Il faut ajouter qu’elle n’avait pas affaire à un plateau facile. À Séoul, la compétition rassemblait Oriane Bertone, deuxième au classement ; l’Américaine Melina Costanza, médaillée de bronze ; ainsi que Seo Chae-hyun, spécialiste sud-coréenne de la difficulté. C’est ce qui donne à ce doublé une portée qui dépasse le simple palmarès : il met en lumière l’écart entre une grimpeuse capable de dominer une discipline et une autre capable d’exceller sur l’ensemble du spectre.
Pour l’escalade féminine de compétition, le doublé de Garnbret est plus qu’un triomphe personnel : il marque un tournant dans l’évolution du sport. Il y a dix ans, imaginer une athlète dominer à la fois le bloc et la difficulté sur une même scène aurait semblé improbable. Mais après sa performance à Séoul, ce niveau de polyvalence apparaît désormais comme le nouveau standard.
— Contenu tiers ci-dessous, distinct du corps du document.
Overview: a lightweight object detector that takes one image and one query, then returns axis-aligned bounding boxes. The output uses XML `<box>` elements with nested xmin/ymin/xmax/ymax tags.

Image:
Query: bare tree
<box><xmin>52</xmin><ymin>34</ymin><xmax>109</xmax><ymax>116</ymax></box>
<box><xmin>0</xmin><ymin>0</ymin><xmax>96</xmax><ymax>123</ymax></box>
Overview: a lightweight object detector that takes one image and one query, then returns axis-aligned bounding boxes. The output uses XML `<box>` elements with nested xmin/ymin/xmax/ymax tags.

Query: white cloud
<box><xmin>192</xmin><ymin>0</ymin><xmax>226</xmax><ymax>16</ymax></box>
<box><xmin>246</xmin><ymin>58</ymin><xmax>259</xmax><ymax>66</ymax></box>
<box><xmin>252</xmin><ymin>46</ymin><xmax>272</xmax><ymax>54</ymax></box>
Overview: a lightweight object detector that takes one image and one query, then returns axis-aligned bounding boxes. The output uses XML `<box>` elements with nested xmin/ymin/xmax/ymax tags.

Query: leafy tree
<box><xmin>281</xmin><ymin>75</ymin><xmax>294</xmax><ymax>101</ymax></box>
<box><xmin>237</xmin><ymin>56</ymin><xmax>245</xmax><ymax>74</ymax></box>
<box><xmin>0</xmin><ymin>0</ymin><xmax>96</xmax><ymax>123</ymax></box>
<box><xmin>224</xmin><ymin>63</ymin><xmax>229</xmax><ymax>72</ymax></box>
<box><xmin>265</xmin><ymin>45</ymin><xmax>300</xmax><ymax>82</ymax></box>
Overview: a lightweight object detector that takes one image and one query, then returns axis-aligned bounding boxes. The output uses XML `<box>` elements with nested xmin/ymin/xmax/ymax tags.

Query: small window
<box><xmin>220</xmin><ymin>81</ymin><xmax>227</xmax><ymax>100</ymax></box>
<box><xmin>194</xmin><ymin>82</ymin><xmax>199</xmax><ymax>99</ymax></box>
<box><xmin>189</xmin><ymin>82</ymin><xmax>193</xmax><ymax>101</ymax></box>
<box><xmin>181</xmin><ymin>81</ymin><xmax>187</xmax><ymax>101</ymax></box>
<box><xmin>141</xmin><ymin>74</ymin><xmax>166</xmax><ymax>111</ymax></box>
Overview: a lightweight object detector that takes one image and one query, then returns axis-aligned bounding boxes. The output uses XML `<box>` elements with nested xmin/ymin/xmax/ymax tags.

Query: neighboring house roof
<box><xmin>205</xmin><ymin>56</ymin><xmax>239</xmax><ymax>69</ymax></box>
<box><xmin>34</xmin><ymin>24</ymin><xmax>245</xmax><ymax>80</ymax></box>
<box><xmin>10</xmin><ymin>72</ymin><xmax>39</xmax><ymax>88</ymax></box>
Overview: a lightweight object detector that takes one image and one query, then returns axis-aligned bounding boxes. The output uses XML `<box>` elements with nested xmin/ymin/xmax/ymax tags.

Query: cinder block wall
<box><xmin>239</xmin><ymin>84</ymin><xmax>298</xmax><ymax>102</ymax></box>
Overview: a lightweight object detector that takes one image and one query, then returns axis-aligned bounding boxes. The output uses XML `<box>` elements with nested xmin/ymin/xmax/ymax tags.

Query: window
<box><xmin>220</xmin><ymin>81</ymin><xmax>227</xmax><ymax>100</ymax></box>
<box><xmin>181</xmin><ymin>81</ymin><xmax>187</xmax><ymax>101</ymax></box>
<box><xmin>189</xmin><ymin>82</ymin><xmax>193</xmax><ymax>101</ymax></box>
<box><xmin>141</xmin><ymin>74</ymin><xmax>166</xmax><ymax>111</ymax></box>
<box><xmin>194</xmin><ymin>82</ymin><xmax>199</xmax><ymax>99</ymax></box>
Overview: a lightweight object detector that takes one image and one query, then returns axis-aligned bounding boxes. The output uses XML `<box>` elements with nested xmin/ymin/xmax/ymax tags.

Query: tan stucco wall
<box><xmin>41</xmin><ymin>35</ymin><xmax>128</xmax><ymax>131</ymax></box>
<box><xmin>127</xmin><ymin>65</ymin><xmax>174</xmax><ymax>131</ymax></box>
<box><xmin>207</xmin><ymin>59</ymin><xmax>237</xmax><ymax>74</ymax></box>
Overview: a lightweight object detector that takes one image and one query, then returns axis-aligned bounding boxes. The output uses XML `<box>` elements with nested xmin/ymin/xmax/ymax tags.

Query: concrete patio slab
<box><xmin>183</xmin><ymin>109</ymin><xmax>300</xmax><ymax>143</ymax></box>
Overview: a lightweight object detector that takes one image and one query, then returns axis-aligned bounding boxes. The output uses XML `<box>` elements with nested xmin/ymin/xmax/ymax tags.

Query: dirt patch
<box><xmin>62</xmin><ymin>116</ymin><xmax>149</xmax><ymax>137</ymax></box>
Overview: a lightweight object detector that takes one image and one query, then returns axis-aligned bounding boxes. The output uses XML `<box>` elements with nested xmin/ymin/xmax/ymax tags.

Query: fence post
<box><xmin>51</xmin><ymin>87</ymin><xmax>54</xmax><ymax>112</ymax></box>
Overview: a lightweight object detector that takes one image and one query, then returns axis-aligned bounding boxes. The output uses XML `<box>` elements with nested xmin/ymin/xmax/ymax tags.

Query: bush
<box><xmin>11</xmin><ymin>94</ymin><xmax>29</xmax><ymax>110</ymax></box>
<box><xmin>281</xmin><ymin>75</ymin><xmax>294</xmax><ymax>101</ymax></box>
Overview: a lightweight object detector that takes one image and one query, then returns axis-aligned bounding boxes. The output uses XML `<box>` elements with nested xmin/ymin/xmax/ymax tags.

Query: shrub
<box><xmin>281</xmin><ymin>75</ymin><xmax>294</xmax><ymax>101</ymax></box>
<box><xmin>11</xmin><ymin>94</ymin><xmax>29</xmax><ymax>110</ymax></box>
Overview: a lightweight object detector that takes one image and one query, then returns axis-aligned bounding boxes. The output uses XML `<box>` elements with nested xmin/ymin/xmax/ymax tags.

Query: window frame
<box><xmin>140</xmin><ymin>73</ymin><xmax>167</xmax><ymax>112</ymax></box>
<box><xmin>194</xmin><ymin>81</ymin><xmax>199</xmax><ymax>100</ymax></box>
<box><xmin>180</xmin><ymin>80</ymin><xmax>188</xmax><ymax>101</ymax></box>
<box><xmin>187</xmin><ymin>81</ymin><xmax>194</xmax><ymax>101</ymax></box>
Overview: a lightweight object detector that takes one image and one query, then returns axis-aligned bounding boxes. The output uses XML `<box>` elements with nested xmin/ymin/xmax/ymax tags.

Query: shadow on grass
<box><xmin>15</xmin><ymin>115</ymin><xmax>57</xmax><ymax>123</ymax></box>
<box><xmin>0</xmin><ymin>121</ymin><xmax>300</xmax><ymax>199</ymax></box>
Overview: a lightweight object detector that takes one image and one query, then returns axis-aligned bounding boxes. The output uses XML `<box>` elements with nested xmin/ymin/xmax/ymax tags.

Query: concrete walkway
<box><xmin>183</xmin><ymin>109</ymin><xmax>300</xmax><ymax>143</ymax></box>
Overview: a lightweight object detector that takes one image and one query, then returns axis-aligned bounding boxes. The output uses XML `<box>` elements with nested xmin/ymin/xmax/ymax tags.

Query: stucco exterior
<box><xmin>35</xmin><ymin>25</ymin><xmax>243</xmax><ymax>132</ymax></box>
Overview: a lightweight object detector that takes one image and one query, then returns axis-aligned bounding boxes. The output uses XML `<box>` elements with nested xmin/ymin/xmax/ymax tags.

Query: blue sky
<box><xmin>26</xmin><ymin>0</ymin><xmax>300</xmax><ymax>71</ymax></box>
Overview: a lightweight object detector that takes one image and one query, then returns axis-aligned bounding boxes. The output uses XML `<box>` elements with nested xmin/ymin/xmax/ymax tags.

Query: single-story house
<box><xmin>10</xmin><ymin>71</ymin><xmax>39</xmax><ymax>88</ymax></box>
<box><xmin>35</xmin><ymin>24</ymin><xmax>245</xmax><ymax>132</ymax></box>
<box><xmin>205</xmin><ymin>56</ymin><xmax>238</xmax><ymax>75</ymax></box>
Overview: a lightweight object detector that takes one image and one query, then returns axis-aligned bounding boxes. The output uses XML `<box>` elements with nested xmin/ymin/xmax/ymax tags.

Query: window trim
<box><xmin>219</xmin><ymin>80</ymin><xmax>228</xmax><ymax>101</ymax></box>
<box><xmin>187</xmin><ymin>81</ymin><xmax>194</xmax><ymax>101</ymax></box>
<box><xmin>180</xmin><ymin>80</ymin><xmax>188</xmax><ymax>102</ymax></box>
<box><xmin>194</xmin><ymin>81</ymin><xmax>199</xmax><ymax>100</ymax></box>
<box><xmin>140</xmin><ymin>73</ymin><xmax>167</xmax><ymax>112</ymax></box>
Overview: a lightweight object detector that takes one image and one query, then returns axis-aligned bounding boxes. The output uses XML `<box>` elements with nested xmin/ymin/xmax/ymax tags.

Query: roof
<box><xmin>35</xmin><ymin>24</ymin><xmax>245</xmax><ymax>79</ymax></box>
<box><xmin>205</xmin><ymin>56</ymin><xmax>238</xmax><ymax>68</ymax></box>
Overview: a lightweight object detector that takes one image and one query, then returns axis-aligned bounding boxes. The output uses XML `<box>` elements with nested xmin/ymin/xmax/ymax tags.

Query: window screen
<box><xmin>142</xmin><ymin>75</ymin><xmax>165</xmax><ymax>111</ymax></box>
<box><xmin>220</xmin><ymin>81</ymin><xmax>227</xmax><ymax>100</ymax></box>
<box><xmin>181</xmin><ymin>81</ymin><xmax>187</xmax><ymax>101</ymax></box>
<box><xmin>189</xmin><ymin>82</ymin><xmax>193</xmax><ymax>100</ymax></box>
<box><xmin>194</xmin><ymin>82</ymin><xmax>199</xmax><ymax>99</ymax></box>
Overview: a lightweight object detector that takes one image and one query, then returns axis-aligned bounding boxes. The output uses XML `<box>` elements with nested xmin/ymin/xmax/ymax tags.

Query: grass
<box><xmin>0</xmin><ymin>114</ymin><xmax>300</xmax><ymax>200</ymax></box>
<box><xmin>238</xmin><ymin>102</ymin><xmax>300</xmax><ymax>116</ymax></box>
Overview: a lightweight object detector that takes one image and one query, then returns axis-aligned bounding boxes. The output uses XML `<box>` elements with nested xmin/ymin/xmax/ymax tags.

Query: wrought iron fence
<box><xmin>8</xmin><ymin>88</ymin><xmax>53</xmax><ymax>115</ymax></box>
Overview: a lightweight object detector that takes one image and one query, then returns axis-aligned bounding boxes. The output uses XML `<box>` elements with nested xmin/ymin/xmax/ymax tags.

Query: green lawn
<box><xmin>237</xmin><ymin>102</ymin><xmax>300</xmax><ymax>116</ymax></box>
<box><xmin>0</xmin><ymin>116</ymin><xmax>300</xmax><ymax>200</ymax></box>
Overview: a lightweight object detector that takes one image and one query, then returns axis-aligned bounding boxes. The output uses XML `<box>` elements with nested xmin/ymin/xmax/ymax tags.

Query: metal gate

Un nouveau standard pour l’escalade
Si c’est bien le cas, qu’est-ce que cela signifie pour l’avenir du sport ? Les athlètes pourront-ils encore se permettre de se spécialiser ? Les camps d’entraînement vont-ils devoir se réinventer pour chercher l’équilibre plutôt que d’accentuer les points forts ? Jusqu’où peut aller l’adaptabilité d’un athlète, ou d’une saison entière de compétitions ?
Une chose semble acquise : l’effet d’entraînement. Pour les jeunes grimpeurs, le doublé de Garnbret est la preuve que la polyvalence au plus haut niveau est possible. Pour les spectateurs qui ne connaissent pas l’escalade, c’est une fenêtre ouverte sur la complexité de ce sport – à la fois puzzle et marathon – et sur la raison pour laquelle il mérite sa place sur la scène mondiale.
Objectifs 2028, mais aussi en falaise
Alors que la saison de compétitions touche à sa fin, le calendrier de Garnbret pour l’année prochaine s’annonce chargé de nouvelles étapes de Coupe du monde, en préparation des Jeux olympiques de 2028. Mais elle se dit tout aussi impatiente de retourner grimper dehors : « J’ai plusieurs projets en falaise que je veux terminer dans les prochains mois. Côté compétition, on verra comment le calendrier s’organise et combien d’événements je choisirai la saison prochaine. Avoir réduit le nombre de compétitions cette année était le bon choix – j’avais besoin de souffler, de me recentrer sur la falaise, et de garder ce sentiment de liberté et de plaisir vivant aussi en compétition. »
Une star au-delà de l’escalade
En parallèle, Janja Garnbret tourne aussi avec Glassberg, qui immortalise ce chapitre de sa carrière avec Red Bull Studios. « Ce sera un portrait très authentique et vulnérable de Janja, de sa vie de superstar de l’escalade et de la plus grande athlète que ce sport ait connue », explique le réalisateur. La sortie est prévue pour l’été 2028. Qu’elle apparaisse sur un écran de cinéma ou sur le mur olympique, ce qui frappe surtout, c’est qu’elle dépasse largement le cercle des passionnés : même ceux qui ne grimpent pas se mettent à l’encourager.
En difficulté, à Séoul, son dernier mouvement a résumé toute son histoire. Elle s’est arrêtée juste avant le crux, le temps de respirer, de secouer les bras, de relire la voie. Puis elle s’est lancée sur le jeté, l’a tenu, et s’est empressée de clipper. Un instant de calcul suivi d’un pur réflexe. C’est cet équilibre qui définit son escalade : calme quand elle le peut, décisive quand il faut.